11. In studying a narrative of this kind we should bear in mind, as well as we can, the whole career of the writer: we should divide it into its successive stages, and we should be constantly asking ourselves which stage of his experience is reflected in the shape that each portion of the narrative takes. If the conception which results as a whole appears to be such as naturally starts from direct contact with the facts, that will supply us with a much easier explanation than any which involves the wholesale use of fiction.

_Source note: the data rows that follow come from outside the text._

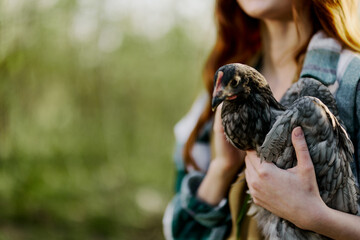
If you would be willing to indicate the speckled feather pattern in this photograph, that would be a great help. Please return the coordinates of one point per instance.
(256, 121)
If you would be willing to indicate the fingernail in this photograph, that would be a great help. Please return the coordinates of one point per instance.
(298, 132)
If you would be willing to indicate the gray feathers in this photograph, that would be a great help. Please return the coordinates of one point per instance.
(255, 120)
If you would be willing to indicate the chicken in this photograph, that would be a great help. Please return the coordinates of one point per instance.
(254, 120)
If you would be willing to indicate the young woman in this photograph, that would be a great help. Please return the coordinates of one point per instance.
(284, 40)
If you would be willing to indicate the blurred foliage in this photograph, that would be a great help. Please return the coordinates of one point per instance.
(85, 129)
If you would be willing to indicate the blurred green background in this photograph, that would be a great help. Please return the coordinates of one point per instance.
(89, 94)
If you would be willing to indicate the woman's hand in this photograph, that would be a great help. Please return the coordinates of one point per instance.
(223, 168)
(291, 194)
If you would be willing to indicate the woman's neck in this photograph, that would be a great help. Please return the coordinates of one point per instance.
(281, 42)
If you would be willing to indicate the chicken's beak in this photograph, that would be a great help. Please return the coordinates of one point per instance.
(216, 101)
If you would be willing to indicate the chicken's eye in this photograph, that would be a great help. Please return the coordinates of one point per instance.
(233, 83)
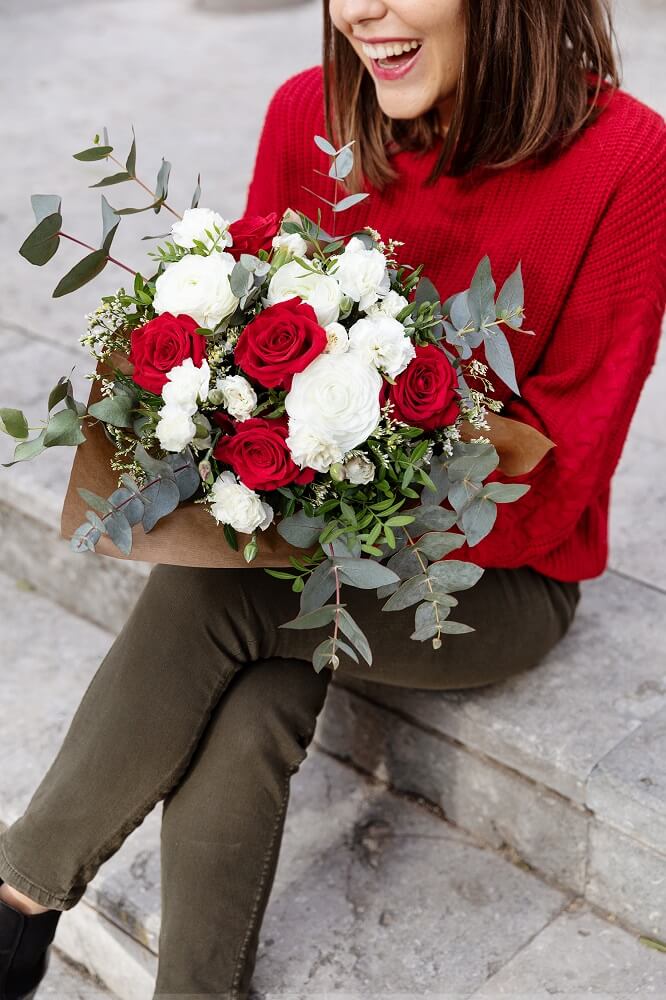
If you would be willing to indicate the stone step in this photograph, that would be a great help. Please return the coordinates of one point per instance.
(374, 893)
(564, 766)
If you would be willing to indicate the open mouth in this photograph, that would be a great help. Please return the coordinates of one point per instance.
(393, 59)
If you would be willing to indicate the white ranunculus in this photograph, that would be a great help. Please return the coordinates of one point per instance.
(337, 398)
(198, 286)
(382, 341)
(337, 339)
(233, 503)
(391, 306)
(185, 383)
(362, 274)
(319, 290)
(309, 448)
(238, 396)
(293, 243)
(359, 470)
(175, 429)
(193, 227)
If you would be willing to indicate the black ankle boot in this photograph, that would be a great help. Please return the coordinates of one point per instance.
(25, 942)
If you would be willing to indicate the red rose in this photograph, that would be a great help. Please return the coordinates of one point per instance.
(424, 393)
(259, 455)
(253, 233)
(161, 345)
(281, 341)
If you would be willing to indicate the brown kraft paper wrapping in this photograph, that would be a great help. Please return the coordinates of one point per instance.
(190, 536)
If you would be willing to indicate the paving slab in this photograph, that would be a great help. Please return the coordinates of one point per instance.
(576, 956)
(556, 722)
(361, 872)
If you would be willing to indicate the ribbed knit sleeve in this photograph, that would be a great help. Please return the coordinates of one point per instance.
(585, 389)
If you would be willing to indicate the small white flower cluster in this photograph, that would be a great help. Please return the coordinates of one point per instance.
(186, 385)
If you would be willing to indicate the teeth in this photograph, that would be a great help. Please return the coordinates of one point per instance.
(390, 49)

12. There are different kinds of portraiture; and it does not at all follow that a portrait to be real must be full of movement and action. There are some minds that, from peculiarity of mental habit, although they preserve what they once saw or heard with great distinctness and fidelity, nevertheless easily travel away from these recollections of observed fact and glide into a train of reflection which is almost soliloquy. The author of the Fourth Gospel appears to be a writer of this kind.
13. He himself lays so much stress upon ocular testimony that we must give him credit for such testimony, even where it is not altogether easy for us to follow him.
14. This applies particularly to his reports of miracle. But in judging of these reports, we must before all things bear in mind that the personal disciples of Jesus and the whole first generation of Christians certainly believed that they were living in the midst of miracle, and certainly held that belief to be an important constituent in their conception of Christ.
15. If we would form an adequate idea of what we call ‘the supernatural’ in the dealings of God with men, we must not begin by ruling out all that transcends our common experience. We must keep it in our minds even where we feel that there are features of it that we do but imperfectly understand. More light may be given to us by degrees.
16. All our Gospels together present us with a view of the life and words of Christ to which, if we did but know it, there would be much to be added. The first Christians were acquainted with many particulars under both heads which to us are entirely lost. These particulars contributed in an important degree to the total impression which they formed of the Person of Christ.
17. The conception was naturally fullest and most adequate in the Mother Church, i. e. in the Church in which the immediate followers of Christ were for the longest time collected. It was here, and nowhere else, that that conception of His Person was formed which dominated all parts of the Church, and which carried with it certain corollaries as to the nature of God and his dealings with men that became a permanent body of belief.
18. St. Paul no doubt developed certain portions and aspects of this body of belief, but it is quite impossible and contrary to the evidence that he can have invented its main propositions.
19. We may be sure that St. John did not draw directly from St. Paul, but, firstly, from his own recollections, and in the second place, from the store of common memories and common doctrine that was the possession of all Christians and especially of those who had been nearest to the Master.
20. If we attempt a reconstruction of the main lines of the progress of the Church in the early and in subsequent centuries, such reconstruction ought to be worthy of its subject. In other words, it ought to be one in which we can really see the finger of God.